WHAT PRICE TOLD HIS VICTIMS
- He lived on south coast millionaires’ island Sandbanks
- He was a friend of Russian oligarch Boris Berezovsky
- He had funds in an offshore account in the Cayman Islands
- He lived in upmarket Knightsbridge, central London
- He had terminal cancer
- He served in the SAS and Parachute Regiment
- He owned speedboats and luxury cars
The second woman, a retail manager, introduced Price to her family and they were also to be taken in by his lies and fleeced of their savings.
In November 2010, he said he had to go to Geneva, Switzerland, for a week, but then sent a series of texts – some purporting to be from a friend – with terrible news.
They claimed he had been run over, then later collapsed, and later still that he was firstly in hospital in Cambridge and then in a specialist head injury unit in Sheffield, South Yorkshire.

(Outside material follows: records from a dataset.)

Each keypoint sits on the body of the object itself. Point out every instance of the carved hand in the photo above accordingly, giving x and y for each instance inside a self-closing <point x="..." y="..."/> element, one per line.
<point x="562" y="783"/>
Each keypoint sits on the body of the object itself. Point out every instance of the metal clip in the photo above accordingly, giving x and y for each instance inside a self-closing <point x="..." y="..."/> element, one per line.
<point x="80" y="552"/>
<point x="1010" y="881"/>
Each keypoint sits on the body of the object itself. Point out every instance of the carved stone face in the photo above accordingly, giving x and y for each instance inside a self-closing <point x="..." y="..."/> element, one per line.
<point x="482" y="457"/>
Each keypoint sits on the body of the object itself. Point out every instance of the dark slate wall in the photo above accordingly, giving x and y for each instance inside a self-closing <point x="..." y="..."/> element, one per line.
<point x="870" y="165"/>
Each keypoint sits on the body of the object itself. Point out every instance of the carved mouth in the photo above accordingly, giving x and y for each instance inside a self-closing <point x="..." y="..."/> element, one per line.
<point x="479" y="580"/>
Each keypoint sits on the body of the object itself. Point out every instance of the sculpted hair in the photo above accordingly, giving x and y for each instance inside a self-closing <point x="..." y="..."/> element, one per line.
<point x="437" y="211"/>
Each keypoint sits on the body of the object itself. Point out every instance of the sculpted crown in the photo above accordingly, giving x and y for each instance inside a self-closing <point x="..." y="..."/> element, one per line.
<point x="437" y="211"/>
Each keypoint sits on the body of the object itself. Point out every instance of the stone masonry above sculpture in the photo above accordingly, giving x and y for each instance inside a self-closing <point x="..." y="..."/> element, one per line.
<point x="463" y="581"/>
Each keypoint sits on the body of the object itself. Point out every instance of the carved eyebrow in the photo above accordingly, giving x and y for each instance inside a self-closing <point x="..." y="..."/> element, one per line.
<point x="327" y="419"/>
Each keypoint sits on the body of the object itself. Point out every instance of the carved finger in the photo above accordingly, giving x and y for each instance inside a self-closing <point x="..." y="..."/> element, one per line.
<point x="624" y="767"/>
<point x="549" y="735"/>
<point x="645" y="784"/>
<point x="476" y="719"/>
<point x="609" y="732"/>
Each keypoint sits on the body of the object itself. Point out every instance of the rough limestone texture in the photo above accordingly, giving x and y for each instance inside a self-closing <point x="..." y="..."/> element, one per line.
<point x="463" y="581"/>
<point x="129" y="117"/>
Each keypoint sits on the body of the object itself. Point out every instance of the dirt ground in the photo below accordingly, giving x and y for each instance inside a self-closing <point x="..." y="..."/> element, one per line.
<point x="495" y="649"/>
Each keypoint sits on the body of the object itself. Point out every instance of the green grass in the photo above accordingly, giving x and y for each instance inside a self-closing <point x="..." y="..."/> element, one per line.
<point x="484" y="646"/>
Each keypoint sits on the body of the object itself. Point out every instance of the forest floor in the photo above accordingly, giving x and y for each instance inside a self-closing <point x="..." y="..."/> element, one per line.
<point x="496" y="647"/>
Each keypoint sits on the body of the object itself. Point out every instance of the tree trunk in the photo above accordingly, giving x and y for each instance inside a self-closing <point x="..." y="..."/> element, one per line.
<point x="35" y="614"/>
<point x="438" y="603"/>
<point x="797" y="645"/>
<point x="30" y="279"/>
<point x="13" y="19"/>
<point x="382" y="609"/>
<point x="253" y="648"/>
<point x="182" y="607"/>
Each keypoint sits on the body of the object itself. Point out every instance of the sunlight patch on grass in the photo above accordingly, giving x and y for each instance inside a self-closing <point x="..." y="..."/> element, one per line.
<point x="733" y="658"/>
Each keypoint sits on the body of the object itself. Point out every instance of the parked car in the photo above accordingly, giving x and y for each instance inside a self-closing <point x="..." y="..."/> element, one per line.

Price ran up huge debts on the woman’s credit cards – hiring a Land Rover Discovery and driving it to Monaco, and asking his lover to fly out to see him.
He disappeared, claiming to have a brain tumour and said he was going to stay with an former army colleague.
In the meantime, the conman had racked up so much debt on her cards that she declared herself bankrupt and was living like a pauper.
On wheels: Price ran up huge debts on a woman’s credit cards – hiring a Land Rover Discovery (file picture) and driving it to Monaco, and asking his lover to fly out to see him
But, rather than staying with a caring old comrade, Price was with another woman and was regularly making contact with yet more on the website.
The third victim – who was being dated at the same time as the other two – was told he lived in upmarket Knightsbridge.
Price proposed to her, went shopping on Bond Street in central London for an engagement ring and booked an exclusive £96,000 wedding at Rockliffe Hall in Hurworth, County Durham.
In the end, their wedding had to be cancelled – she believed because of his illness – and they were married at Harrogate Register Office in North Yorkshire with just four guests.
After ‘borrowing’ money from his wife and her parents on the pretence that he would repay them once his funds were released, Price began to plot his latest exit strategy.
Last April, he complained that something was wrong in the sight of one of his eyes, said he had been for tests and had an inoperable brain tumour.
A month later, he was arrested when his wife’s parents, from the outskirts of Darlington, County Durham, realised what he had been up to and contacted police.